Mas as ponderações do aplicativo não convenceram os advogados trabalhistas. Pelo menos alguns deles. Tanto que novas ações serão apresentadas nas próximas duas semanas pelo advogado Bernardo Menicucci Grossi. E para ele, não resta dúvidas de que há subordinação na relação entre a Uber e seus parceiros. “De uma forma geral, a Uber interfere muito na autonomia do parceiro. O aplicativo coloca um padrão de atendimento, fixa unilateralmente o valor da tarifa e tem até uma forma de classificar os motoristas, que se não atingirem uma nota mínima são excluídos”, diz Bernardo Grossi, que já está na fase final de redação de ações envolvendo vários motoristas.
Derrota em tribunais dos Estados Unidos
A briga judicial não se limita ao Brasil. Nos Estados Unidos, a Uber se viu às voltas com uma ação envolvendo 385 mil motoristas dos estados da Califórnia e Massachusetts. Eles alegam que são empregados da companhia e querem o reembolso de despesas como a manutenção do veículo e gasolina. Estima-se que o ressarcimento poderia chegar a US$ 850 milhões.
Na tentativa de minimizar o prejuízo, a startup chegou a apresentar, em abril, um acordo para pagar US$ 100 milhões aos parceiros. No entanto, em 17 de agosto, o juiz americano Edward Chen rejeitou a proposta alegando que o valor não seria “justo ou razoável” para os motoristas.

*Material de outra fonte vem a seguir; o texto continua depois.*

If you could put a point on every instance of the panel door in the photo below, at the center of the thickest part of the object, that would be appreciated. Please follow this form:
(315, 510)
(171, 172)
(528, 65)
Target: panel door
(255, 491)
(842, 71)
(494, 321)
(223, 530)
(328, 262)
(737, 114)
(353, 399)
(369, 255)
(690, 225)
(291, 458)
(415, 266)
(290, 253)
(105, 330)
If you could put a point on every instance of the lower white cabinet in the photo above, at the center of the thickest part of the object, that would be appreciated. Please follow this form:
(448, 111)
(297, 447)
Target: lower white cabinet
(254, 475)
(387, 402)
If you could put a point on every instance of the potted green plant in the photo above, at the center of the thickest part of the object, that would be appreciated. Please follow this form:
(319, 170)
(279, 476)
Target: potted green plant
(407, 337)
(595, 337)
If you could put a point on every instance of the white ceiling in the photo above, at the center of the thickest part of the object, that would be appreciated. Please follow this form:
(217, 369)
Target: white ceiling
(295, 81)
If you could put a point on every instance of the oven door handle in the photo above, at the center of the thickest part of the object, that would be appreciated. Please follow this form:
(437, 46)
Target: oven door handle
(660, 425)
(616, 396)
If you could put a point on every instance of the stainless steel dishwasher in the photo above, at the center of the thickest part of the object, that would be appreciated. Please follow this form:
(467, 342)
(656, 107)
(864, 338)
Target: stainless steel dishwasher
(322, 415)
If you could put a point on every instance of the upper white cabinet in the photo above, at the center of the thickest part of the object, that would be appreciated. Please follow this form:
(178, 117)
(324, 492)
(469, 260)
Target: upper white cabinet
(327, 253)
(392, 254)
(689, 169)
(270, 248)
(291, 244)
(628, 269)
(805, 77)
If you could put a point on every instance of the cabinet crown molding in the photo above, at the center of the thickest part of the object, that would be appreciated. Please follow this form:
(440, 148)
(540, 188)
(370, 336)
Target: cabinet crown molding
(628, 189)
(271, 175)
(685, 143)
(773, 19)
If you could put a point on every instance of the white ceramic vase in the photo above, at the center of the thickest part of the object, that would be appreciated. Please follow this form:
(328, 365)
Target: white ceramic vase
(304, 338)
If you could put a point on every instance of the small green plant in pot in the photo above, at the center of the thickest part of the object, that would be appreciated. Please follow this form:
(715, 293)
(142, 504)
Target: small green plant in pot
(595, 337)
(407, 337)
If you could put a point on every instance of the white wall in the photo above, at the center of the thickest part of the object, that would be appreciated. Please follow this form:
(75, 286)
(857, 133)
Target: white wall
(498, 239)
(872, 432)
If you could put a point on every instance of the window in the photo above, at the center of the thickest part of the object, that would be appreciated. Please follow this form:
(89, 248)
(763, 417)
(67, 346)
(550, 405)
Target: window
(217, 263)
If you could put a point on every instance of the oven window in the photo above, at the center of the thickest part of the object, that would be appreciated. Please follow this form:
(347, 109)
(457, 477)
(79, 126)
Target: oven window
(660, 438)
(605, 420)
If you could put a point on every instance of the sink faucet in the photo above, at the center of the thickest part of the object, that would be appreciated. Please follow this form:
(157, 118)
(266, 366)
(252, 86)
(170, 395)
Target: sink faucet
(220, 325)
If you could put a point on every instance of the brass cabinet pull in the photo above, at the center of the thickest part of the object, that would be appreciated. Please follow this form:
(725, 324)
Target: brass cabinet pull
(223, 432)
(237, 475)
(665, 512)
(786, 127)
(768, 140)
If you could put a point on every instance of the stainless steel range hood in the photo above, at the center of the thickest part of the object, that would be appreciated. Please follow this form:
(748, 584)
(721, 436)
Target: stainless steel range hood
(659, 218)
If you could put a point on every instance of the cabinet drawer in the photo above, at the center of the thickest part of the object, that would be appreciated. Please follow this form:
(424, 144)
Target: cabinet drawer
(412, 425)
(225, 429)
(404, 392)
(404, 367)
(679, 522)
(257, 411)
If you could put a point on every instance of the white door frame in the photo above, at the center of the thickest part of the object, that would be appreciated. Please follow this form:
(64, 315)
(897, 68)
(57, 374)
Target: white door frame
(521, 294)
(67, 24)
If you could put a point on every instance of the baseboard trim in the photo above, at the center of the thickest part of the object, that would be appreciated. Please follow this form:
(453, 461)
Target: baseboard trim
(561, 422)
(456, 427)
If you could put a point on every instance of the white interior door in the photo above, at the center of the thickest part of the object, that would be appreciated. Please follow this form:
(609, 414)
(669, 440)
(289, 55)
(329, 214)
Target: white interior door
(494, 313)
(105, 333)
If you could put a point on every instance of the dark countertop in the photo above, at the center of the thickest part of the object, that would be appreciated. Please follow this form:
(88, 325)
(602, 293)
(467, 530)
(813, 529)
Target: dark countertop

Em um caso individual, a Comissão Trabalhista da Califórnia concluiu que a motorista Barbara Ann Berwick não era uma mera prestadora de serviço, mas uma funcionária da Uber, e teria direito a um reembolso de mais de US$ 4 mil. Para a Justiça trabalhista da Califórnia, a Uber trata seus parceiros como funcionários e tem responsabilidade sobre eles.
“O trabalho da autora era uma parte integrante da atividade das rés. As rés estão na atividade de prestar de serviços de transporte a passageiros. A autora realiza o transporte efetivo desses passageiros. Sem motoristas como a autora não existiria o negócio das rés”, diz trecho do parecer, que já foi questionado pela Uber.
Baseado nas ações coletivas, foi aberto um processo na Corte Distrital dos Estados Unidos, para o Distrito Norte de Illinois, divisão de Chicago, em que é pedido ao tribunal para classificar motoristas do Uber como empregados, em vez de contratados independentes, “recuperando horas extras não pagas e de compensação”, além de possibilitar o reembolso de despesas e pagamentos de gorjetas que ficam retidas pela Uber.
sem registro O modelo de negócio da Uber seria vantajoso justamente pelo fato de não registrar os motoristas como empregados, o que implicaria arcar com custos trabalhistas e onerar os preços praticados. A filosofia do aplicativo é justamente que os motoristas trabalhem com “liberdade e autonomia”.